As always, please follow and consider becoming a member of the West Virginia Environmental Council, which CAG is proud to support, for updates from their spectacular team of staff and lobbyists. Please also join us for E-Day at the Capitol to learn more about the issues, talk to your legislators, and more on February 28th!

  • The next IRA Roadshow stop is this Saturday in Montgomery City Hall from 1-3pm. Join us for information about available tax credits and specific ways individuals, municipalities, and organizations can take advantage of funding on the table to fight climate change. We’ll be announcing a slew of new dates soon, but please drop us a line if you’d like us to come to your town!

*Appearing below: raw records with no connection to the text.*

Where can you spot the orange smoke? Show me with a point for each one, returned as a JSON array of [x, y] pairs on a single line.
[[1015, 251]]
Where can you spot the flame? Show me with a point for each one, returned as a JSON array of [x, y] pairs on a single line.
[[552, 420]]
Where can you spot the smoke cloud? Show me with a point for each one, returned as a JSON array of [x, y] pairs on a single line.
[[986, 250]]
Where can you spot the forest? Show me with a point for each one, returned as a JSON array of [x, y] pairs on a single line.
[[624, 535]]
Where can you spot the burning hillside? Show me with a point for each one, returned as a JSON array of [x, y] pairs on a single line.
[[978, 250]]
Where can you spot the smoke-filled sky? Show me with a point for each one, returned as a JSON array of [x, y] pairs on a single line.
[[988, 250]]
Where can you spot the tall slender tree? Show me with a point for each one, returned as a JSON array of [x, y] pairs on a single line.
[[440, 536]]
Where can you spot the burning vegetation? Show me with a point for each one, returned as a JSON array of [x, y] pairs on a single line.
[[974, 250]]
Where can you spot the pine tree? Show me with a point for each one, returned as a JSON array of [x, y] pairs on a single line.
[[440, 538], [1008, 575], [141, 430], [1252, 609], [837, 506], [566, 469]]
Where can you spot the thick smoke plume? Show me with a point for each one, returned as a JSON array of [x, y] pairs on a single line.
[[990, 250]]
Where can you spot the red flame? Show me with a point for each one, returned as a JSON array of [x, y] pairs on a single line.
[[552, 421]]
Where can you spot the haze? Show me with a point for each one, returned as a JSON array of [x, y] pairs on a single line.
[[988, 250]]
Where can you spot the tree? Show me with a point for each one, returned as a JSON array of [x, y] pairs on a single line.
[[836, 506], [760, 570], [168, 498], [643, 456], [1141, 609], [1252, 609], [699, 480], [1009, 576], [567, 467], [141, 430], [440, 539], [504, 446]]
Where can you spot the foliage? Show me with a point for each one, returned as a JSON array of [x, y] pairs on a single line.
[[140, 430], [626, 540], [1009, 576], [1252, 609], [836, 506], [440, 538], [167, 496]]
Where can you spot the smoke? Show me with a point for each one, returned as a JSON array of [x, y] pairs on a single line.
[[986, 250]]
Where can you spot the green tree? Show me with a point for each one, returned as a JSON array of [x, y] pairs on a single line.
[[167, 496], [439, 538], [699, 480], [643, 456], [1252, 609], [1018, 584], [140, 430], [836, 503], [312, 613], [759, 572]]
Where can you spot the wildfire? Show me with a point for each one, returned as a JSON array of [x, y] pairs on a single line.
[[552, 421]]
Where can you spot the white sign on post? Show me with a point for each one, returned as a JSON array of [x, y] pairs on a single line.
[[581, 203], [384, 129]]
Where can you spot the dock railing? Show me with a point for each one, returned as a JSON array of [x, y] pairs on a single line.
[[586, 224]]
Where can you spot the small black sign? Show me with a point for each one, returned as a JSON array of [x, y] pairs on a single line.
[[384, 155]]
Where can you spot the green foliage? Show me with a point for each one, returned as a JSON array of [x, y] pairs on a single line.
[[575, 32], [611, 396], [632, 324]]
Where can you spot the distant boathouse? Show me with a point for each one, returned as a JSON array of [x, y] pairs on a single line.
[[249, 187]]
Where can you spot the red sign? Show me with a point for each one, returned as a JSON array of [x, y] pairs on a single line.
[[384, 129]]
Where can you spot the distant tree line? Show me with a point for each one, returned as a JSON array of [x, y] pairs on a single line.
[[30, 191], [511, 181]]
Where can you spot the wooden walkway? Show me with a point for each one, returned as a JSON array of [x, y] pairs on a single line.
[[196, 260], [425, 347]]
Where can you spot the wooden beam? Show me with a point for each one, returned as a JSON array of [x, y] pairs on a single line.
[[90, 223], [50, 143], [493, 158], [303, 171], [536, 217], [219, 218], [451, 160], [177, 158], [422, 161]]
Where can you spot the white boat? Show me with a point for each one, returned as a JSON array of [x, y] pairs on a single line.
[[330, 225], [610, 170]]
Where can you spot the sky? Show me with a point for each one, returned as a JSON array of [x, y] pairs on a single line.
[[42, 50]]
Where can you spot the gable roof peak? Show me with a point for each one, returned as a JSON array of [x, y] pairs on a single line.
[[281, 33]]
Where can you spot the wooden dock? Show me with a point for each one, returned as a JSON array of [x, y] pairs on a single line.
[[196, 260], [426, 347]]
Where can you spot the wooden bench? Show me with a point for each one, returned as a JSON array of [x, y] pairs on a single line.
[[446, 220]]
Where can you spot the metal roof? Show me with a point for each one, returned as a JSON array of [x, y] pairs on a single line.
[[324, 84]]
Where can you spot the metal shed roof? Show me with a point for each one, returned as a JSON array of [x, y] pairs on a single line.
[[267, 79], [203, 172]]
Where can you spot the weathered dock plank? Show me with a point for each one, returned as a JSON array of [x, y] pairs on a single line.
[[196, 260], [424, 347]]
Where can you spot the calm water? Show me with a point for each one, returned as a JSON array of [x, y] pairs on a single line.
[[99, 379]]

  • There’s a lot of noise in the legislature about Pleasants Power Station this last week, with resolutions passed in both the House (HR 12) and Senate (SR 29) urging Mon Power to purchase the plant, which employs 154 people and generates 9% of the state’s power. It was slated to be shut down previously, but state lawmakers voted in 2019 to give a $12 million a year tax cut to the struggling power plant to keep it up and running.
    • On Friday, the Senate suspended rules to pass SB 609, which would require a power plant’s owner to seek permission from the state Public Energy Authority to close or tear it down. The bill will now go before the House of Delegates.
    • The House passed HB 3308 Tuesday that would require West Virginia Public Service Commission approval for a public electric utility to close any power generating plant or unit. For more context, check out this tweet thread from EEWV’s Emmett Pepper.

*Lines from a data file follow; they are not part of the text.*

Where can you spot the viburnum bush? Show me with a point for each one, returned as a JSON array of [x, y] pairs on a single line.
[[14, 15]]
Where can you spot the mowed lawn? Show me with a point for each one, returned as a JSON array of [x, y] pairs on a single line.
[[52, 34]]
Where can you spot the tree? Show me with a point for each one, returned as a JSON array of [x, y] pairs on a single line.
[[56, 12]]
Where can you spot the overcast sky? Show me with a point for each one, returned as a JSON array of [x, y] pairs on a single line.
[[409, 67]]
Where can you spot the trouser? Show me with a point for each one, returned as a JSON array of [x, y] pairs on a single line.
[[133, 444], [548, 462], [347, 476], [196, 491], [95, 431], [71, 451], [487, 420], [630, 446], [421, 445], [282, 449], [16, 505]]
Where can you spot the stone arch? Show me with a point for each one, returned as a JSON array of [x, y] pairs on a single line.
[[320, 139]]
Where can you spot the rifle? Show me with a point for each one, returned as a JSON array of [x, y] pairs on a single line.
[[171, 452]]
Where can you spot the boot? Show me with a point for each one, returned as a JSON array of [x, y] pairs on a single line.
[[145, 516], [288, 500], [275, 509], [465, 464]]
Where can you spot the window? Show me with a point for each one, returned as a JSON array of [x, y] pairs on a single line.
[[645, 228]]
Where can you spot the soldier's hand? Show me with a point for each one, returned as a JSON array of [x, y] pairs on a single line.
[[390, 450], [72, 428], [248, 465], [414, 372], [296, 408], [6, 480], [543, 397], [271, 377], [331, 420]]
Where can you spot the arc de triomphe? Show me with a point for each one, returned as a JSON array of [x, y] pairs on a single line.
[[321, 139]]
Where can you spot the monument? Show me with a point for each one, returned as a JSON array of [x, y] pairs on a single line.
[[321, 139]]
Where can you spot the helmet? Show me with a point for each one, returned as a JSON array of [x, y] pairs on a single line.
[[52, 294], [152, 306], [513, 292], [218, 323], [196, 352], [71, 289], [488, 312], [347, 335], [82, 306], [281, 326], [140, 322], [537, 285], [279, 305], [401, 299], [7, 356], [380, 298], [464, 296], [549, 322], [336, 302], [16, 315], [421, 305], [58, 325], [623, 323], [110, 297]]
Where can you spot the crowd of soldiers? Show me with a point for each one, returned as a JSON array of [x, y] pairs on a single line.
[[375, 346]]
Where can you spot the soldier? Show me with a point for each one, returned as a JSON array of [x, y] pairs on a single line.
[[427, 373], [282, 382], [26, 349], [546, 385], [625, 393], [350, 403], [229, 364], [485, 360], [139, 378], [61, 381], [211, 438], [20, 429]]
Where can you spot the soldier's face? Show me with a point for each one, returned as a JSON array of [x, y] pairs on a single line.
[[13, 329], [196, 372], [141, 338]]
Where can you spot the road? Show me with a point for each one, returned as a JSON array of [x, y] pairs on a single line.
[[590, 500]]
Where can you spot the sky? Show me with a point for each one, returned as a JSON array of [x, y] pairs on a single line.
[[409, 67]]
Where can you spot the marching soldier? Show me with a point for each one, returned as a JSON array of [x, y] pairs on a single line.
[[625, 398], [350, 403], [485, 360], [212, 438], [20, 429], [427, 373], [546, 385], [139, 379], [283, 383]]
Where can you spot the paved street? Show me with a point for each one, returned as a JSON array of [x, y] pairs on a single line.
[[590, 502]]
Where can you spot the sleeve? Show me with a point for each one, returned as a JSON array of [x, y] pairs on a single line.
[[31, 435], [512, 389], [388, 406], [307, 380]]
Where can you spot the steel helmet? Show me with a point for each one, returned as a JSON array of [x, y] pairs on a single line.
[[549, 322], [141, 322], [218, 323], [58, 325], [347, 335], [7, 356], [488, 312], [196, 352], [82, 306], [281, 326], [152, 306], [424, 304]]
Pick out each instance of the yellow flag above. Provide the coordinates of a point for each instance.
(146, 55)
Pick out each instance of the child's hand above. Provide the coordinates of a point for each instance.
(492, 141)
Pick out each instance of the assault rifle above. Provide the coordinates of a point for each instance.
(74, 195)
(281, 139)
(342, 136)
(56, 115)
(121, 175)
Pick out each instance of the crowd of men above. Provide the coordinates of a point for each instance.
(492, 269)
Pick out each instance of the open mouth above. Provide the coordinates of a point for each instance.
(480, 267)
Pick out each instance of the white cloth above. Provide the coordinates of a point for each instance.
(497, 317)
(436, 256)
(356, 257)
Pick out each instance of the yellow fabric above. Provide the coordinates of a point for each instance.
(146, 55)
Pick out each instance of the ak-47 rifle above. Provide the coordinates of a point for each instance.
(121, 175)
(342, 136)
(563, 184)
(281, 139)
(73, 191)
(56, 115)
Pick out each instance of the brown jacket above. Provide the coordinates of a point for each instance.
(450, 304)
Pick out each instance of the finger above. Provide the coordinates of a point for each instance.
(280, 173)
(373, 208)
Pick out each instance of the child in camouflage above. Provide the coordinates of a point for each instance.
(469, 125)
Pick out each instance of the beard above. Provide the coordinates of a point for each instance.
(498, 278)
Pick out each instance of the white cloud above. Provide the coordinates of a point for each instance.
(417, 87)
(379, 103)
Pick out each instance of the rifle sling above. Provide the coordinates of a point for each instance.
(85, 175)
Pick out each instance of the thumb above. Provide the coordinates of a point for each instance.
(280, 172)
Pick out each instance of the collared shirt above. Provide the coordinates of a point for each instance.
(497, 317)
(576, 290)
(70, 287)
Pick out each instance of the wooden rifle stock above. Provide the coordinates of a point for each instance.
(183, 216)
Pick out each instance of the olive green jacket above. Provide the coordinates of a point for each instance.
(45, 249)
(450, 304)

  • SB 627, the bill allowing community solar, was introduced in the Senate last week. Here are some quick actions you can take to help us get the word to legislators:
    • Sign this petition to show your support for community solar.
    • Click here to send an email urging your representatives to support community solar.
    • Share a post and change your profile picture on Facebook using this action toolkit.
    • And if you have time, please consider calling the committee members of the Senate Government Organization Committee (at least the chair and vice chair) and telling them that you support community solar. Calls are more effective than emails but any communication is better than nothing.

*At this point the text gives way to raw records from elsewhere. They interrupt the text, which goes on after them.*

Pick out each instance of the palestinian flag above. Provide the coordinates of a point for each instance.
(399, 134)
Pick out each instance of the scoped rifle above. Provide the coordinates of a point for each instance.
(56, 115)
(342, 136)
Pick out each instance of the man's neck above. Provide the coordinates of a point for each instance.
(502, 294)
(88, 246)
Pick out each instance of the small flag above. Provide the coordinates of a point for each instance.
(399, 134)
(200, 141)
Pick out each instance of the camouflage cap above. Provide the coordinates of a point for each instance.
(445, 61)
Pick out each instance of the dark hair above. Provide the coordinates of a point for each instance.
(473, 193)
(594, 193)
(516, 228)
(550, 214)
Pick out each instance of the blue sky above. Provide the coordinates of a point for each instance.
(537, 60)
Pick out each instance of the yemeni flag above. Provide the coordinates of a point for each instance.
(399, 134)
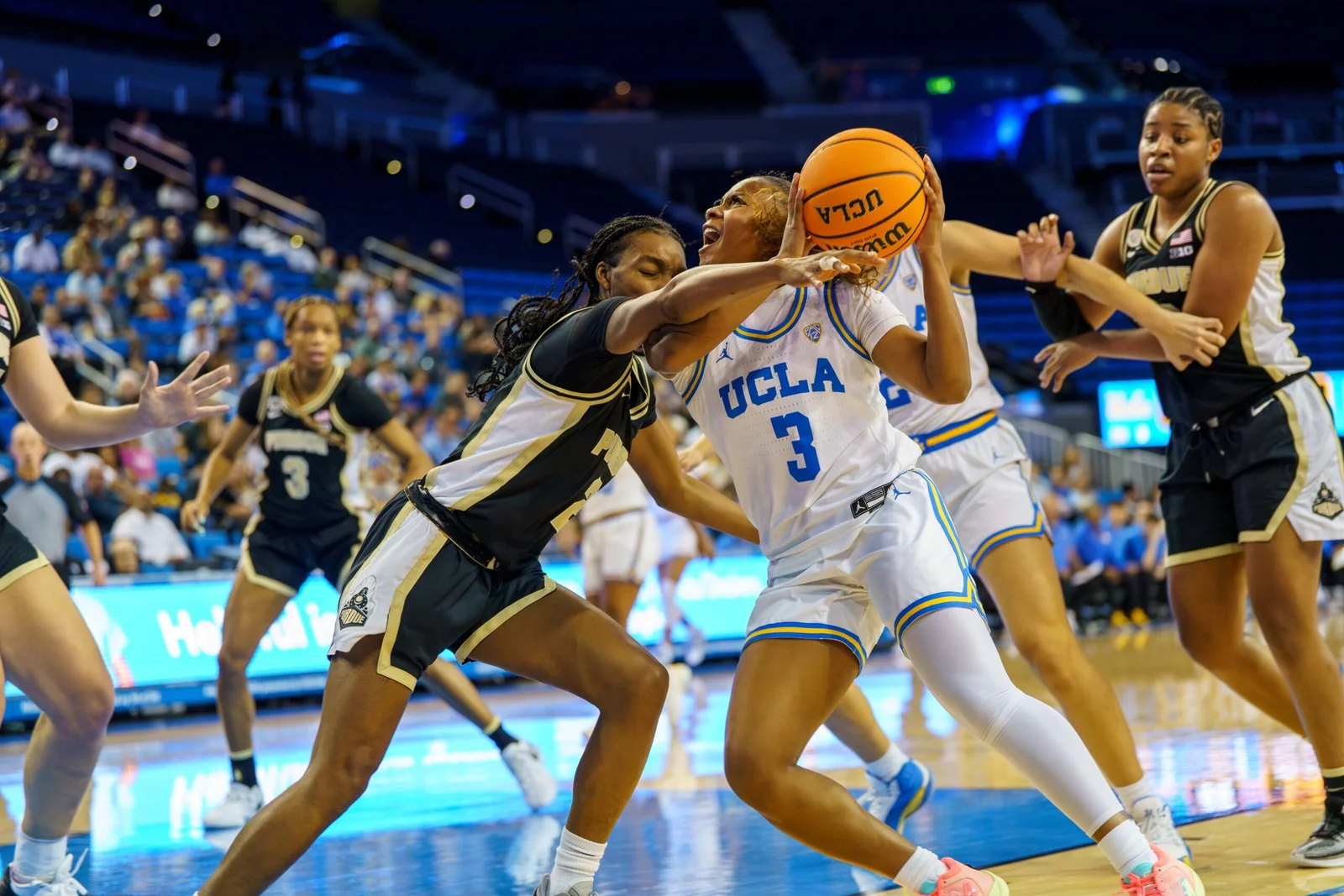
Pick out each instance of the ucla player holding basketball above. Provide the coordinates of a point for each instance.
(308, 410)
(980, 466)
(45, 645)
(452, 562)
(859, 539)
(1254, 473)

  • The PFAS Protection Act, HB 3189, passed out of the House Judiciary Committee on Monday the 20th! Continue pressure on your lawmakers to support reducing PFAS in our drinking water at the source so that water utilities and ratepayers are not burdened with treatment costs by completing this action from WV Rivers.

  • Additional funding for the DEP’s Office of Oil and Gas to hire more inspectors continues to move on FOUR fronts. As of writing, SB 448 passed Senate energy and is headed to Senate Finance, HB 3110 will be on third reading in the House tomorrow, SB 13 passed Senate energy and is headed to Senate Finance, and HB 2021 has been referred to House energy. A reminder, the Office of Oil and Gas only has 10 inspectors overseeing approximately 75,000 wells and over 20,000 tanks across the state. That’s 1 inspector for every 7,500 wells. Please contact members of the House and Senate Finance Committees and ask them to fully fund DEP’s Office of Oil and Gas.